B. Admission of Novices
1. postulant must first lie outside the door for 10 days or longer. When he had shown persistence, he entered the house to be stripped of his property and money and to exchange the clothes of the world for the monastic dress. Secular garments were stored as a silent reminder of expulsion in penalty for disobedience.
2. novice remained for a probationary year in the guest house excluded from full membership of the community, instructed by an elder and responsible for visitors. Cassian alone required so long a period before admission. At the end of the year the novice was admitted formally and placed with other juniors under the supervision of a senior monk.
1. seen not as creative nor even as primarily useful to the community, but as an expedient method of keeping the body and mind occupied. Although work increases the ability for contemplation, cures accidie, and acts as an aid to prayer, it need fulfill no useful purpose. Manual labor preferred.
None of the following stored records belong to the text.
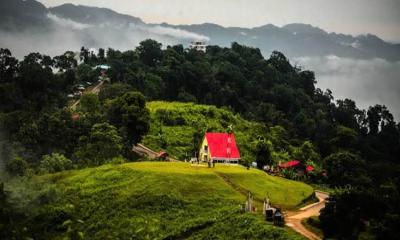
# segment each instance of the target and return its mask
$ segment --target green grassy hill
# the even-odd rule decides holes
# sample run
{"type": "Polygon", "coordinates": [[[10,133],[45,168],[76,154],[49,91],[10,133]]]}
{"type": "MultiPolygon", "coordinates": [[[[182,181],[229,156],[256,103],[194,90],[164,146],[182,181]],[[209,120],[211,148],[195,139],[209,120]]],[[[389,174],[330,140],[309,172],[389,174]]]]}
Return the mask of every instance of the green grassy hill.
{"type": "Polygon", "coordinates": [[[9,188],[22,202],[23,224],[34,239],[78,233],[85,239],[303,239],[259,214],[241,213],[239,205],[247,190],[286,207],[313,192],[304,183],[241,166],[169,162],[35,176],[9,188]]]}
{"type": "Polygon", "coordinates": [[[143,144],[182,160],[194,156],[206,131],[226,132],[232,125],[242,159],[254,161],[255,141],[265,132],[260,124],[215,106],[154,101],[147,107],[151,128],[143,144]]]}

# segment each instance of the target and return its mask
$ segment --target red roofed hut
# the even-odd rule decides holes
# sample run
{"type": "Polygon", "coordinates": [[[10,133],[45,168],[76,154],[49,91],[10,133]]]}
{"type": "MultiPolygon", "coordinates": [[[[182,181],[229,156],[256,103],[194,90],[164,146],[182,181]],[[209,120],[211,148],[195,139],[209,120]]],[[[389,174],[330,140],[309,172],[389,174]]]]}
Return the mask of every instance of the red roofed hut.
{"type": "Polygon", "coordinates": [[[206,133],[199,152],[200,161],[238,164],[239,149],[233,133],[206,133]]]}
{"type": "Polygon", "coordinates": [[[285,162],[285,163],[280,163],[278,165],[278,167],[282,170],[282,169],[291,169],[291,170],[295,170],[297,172],[298,176],[302,176],[305,173],[310,173],[312,171],[314,171],[314,167],[311,165],[307,165],[305,166],[304,164],[302,164],[299,160],[291,160],[289,162],[285,162]]]}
However, writing and reading were customary exercises, but done with the purpose of growing in spiritual knowledge.
1. motivated by humility
monks normally fled the idea ordination and the primitive practice was not to receive communion frequently for fear of partaking unworthily.
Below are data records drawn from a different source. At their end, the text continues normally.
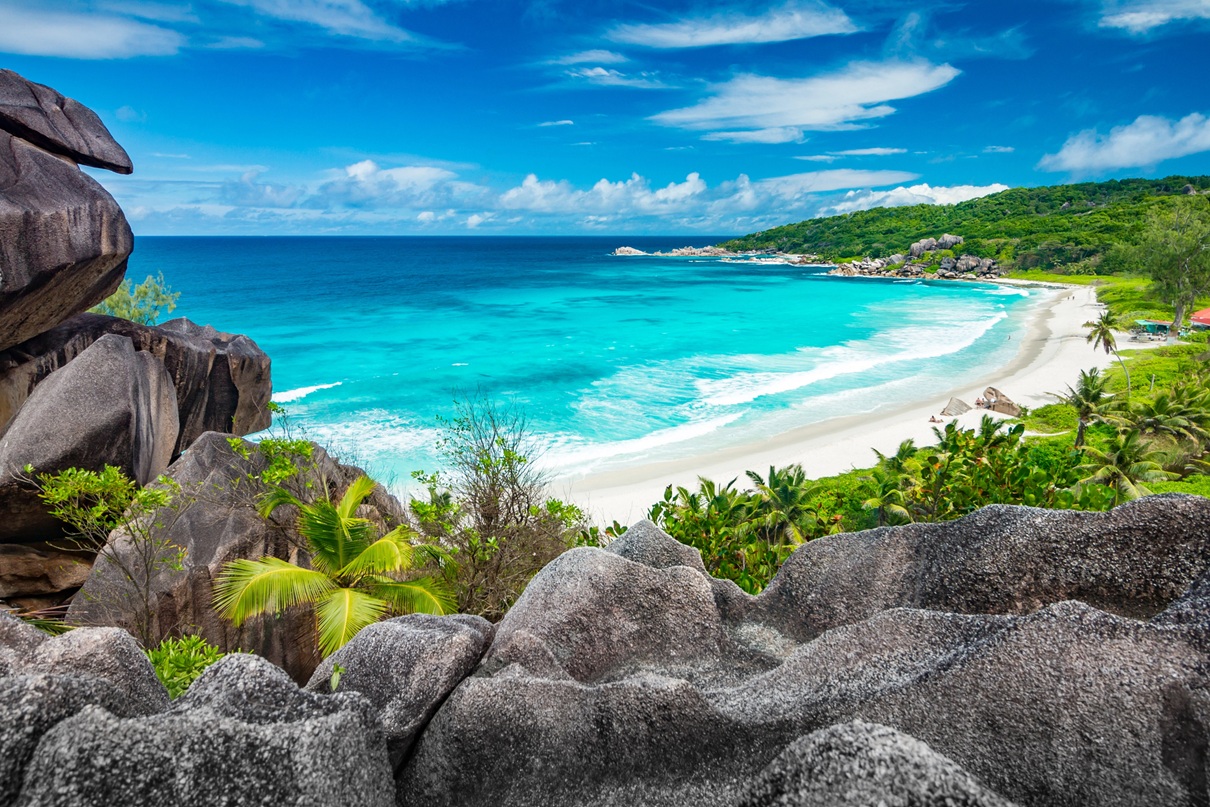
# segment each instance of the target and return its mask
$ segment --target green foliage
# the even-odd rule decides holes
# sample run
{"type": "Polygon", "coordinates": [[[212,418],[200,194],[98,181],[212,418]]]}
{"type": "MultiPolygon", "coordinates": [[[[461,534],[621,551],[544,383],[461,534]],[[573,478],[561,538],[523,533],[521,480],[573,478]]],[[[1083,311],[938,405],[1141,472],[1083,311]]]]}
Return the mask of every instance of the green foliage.
{"type": "Polygon", "coordinates": [[[239,457],[252,458],[256,452],[265,459],[265,469],[248,474],[248,479],[267,487],[280,487],[308,471],[314,470],[315,446],[309,440],[285,437],[266,437],[258,443],[249,444],[240,437],[228,437],[227,445],[239,457]]]}
{"type": "Polygon", "coordinates": [[[420,532],[454,561],[445,571],[458,610],[498,620],[543,566],[603,539],[578,507],[548,496],[534,462],[539,446],[518,410],[481,395],[455,409],[441,422],[439,445],[450,470],[414,472],[424,495],[410,510],[420,532]]]}
{"type": "Polygon", "coordinates": [[[849,255],[887,257],[914,241],[949,232],[965,237],[961,252],[995,258],[1012,269],[1066,274],[1076,265],[1081,273],[1076,277],[1089,277],[1090,270],[1104,273],[1091,259],[1134,241],[1147,215],[1179,203],[1186,184],[1204,190],[1210,177],[1013,188],[957,205],[875,208],[811,219],[721,246],[812,253],[837,261],[849,255]]]}
{"type": "Polygon", "coordinates": [[[64,548],[97,553],[97,562],[116,573],[116,589],[103,593],[122,604],[134,618],[133,632],[147,646],[153,641],[153,581],[164,569],[179,571],[185,550],[165,536],[167,522],[179,518],[191,504],[181,487],[161,476],[140,488],[121,469],[100,471],[68,468],[36,474],[26,466],[27,479],[53,517],[67,525],[64,548]],[[124,540],[110,540],[111,535],[124,540]]]}
{"type": "Polygon", "coordinates": [[[1184,198],[1152,208],[1130,257],[1151,277],[1155,293],[1176,309],[1178,325],[1210,293],[1210,203],[1184,198]]]}
{"type": "Polygon", "coordinates": [[[1185,479],[1151,482],[1147,485],[1152,493],[1188,493],[1193,496],[1210,497],[1210,476],[1198,474],[1185,479]]]}
{"type": "Polygon", "coordinates": [[[155,277],[148,275],[147,279],[137,286],[127,278],[118,286],[117,291],[106,297],[100,305],[93,307],[92,311],[142,325],[155,325],[160,317],[171,314],[176,309],[176,301],[180,296],[180,292],[168,288],[163,273],[155,277]]]}
{"type": "Polygon", "coordinates": [[[1079,417],[1074,406],[1065,403],[1047,404],[1031,409],[1029,414],[1021,419],[1025,428],[1031,432],[1053,434],[1068,432],[1076,428],[1079,417]]]}
{"type": "MultiPolygon", "coordinates": [[[[373,522],[357,515],[375,484],[361,476],[337,502],[326,496],[304,502],[284,488],[266,494],[260,506],[265,518],[284,505],[297,508],[296,528],[314,568],[269,556],[227,563],[214,587],[223,617],[239,627],[260,614],[313,606],[326,657],[387,614],[452,611],[453,596],[443,580],[410,574],[416,534],[400,526],[379,535],[373,522]]],[[[426,557],[441,554],[434,547],[424,551],[426,557]]]]}
{"type": "Polygon", "coordinates": [[[224,655],[201,636],[182,636],[180,639],[169,636],[157,647],[144,652],[173,700],[184,695],[202,671],[224,655]]]}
2. Cassian agreed with the view on ordination of which he saw himself unworthy receiving and fear being drawn away from the quiet life. Communion, however, ought to received often in order to receive medicine and cleansing for our souls. In his monasteries they may have received daily!
3. Cassian introduced the eastern customs of common prayer, but adapted them for the western monk. Egyptian custom celebrated Vespers and Nocturns only and allowed the day time for continuous prayer in private.
a. Nocturns, the midnight office(matins): 12 psalms with prayers between each, followed by two lesson from the OT and NT.
b. dawn office(lauds) - - immediately after matins: psalms 148-150.
c. morning office(prime): marked the beginning of the days work. psalms 51, 63, 90.
d. Terce, Sext, None: 3 psalms each, no lessons.
e. Vespers: 12 psalms and 2 lessons as at Nocturns
no compline, which first appeared in the rule of Benedict; psalmody was done in such a way to ensure understanding and prevent haste.
E. Acts of Mortification:
1. The search for God reveals the somber truth that the carnal instincts of human nature are a barrier to pure worship and saintly character. A monk could only mould his will upon the divine will if he conquered the instinctive self-centeredness of fallen humanity by ceaseless mortification; the sinful desires must die.
2. Cassian had three principles of mortification:
first it is an instrument to be used or unused according to need; secondly it is to Ã remain secret; thirdly it must be restrained;
3. discretion was the indispensable virtue in the ascetic life; one must balance his way between the twin abysses of laxity and excessive austerity. Submission to the elders is nowhere more important than in the practice of mortification.
4. repudiating fanaticism, Cassian still demanded an exacting self-discipline in the common and sober acts of austerity.